I was simultaneously reading another book called His Needs, Her Needs; Buildingt an Affair-Proof Marriage, by Willard F. Harley Jr. (I thought I'd beef up on marriage knowledge because Al and I have been nominated to lead the devotion at Shannon's bridal shower. I'm already nervous and losing sleep over it).
I couldn't help but notice what my thinking was after an evening of reading Willard's book. The conversation I had with myself went like this:
"That's right, I need Nathan to talk to me more. I just realized how much I really am craving conversation at the end of the day and he's not meeting that need very well...Okay, so Nathan's need is for me to be good looking and admire him. I'll work on that." All with the motive of avoiding an affiar.
After reading Larry's book the next evening, I could see which book was best for my heart. I'm very good at being me-centered instead of others-centered, but the scariest part is how justified I think my self-centeredness is. Deep in my soul, based on how I've been treated, my self-centeredness seems reasonable, and acceptible.
"Surely God agrees with me on this one. I'm not getting my needs met or being understood. I have a right to sigh and give the silent treatment."
It's exciting and sad at the same time. I'm usually more convinced that I am the victim and that the biggest tragedy is my pain and suffering when my needs aren't met. But God says the biggest tragedy is my selfishness and justifying my ungrateful heart. I'm usually not convinced that I need continued forgiveness so much more urgently than I needs relief from the pain and struggles of life. The exciting part is that He's showing me these things. I've been horrified at times after I respond to circumstances with a certain tone, thinking to myself, "Wow, I work so hard, wear myself out with these kids, fix a good meal, and this is what I get. I need a hug. This isn't fair..." resenting everything and forgeting the patience of God at that very moment for my gross ungratefulness.
Dr. Crabb says:
"As we value God's grace more, we change from selfcentered people who angrily yearn for relief from hurt to other-centered people who celebrate His forgiveness by longing to know Him better and make Him better known."

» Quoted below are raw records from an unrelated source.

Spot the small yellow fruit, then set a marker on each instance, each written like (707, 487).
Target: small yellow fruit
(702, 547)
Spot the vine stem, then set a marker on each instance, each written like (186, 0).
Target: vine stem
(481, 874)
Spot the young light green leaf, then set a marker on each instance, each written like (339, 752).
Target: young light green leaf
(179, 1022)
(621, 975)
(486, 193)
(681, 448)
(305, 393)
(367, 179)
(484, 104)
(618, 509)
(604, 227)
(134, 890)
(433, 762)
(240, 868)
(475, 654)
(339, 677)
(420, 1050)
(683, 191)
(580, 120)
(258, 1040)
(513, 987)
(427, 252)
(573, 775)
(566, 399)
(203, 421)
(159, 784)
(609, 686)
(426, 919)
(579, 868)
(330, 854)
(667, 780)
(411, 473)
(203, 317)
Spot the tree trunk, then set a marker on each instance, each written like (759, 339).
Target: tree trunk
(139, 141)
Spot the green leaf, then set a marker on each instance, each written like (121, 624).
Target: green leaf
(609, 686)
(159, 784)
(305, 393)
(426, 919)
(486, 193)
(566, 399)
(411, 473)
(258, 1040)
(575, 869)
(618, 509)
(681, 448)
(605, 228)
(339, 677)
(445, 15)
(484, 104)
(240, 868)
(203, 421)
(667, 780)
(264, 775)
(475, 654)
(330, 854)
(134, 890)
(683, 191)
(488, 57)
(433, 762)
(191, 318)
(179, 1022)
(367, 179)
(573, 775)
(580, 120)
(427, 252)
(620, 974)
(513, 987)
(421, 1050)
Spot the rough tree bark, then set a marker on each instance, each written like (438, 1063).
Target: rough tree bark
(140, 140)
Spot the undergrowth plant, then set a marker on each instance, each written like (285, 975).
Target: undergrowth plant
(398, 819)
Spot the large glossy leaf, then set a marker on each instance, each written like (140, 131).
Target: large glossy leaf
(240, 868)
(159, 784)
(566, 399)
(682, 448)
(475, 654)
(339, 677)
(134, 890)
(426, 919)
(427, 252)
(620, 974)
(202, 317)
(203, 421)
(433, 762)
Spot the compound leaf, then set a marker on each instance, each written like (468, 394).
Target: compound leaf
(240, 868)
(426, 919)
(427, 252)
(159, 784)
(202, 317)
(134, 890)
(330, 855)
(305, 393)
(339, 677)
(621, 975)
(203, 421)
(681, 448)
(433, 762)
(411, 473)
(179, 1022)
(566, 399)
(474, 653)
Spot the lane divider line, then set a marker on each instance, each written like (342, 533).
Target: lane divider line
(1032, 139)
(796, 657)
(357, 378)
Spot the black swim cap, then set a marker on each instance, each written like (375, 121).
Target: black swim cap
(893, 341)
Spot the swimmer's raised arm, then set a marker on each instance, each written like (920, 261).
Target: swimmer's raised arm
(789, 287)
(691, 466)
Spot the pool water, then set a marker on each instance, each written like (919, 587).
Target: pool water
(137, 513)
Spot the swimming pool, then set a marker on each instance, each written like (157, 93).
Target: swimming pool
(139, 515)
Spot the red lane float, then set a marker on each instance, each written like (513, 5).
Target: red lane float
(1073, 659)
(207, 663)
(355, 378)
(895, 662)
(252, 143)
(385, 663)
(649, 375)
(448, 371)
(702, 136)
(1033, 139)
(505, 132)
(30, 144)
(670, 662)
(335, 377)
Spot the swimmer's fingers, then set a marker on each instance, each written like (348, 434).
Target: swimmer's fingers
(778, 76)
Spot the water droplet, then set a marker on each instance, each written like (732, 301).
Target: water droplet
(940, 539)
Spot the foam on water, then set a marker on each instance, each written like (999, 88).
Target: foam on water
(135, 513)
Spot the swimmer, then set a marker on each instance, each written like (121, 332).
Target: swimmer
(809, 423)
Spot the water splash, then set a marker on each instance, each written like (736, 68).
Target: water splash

The key ingredient I'm often missing is being convinced that I need His grace, and forgetting that is a greater tragedy than any pain and suffering and unmet need.
3 comments:
I have so many marriage books, but not the ones you mentioned. larry crabb... what a guy. finish it and I'll borrow it from you when I come in a few weeks. I love your kid's sayings. I miss them.
i thought i would say hi and make a comment so you know i read your blog
new post please. I blog way too much compared to you. I'm a freak.... but I have so many pointless things to say. tell me a story or something.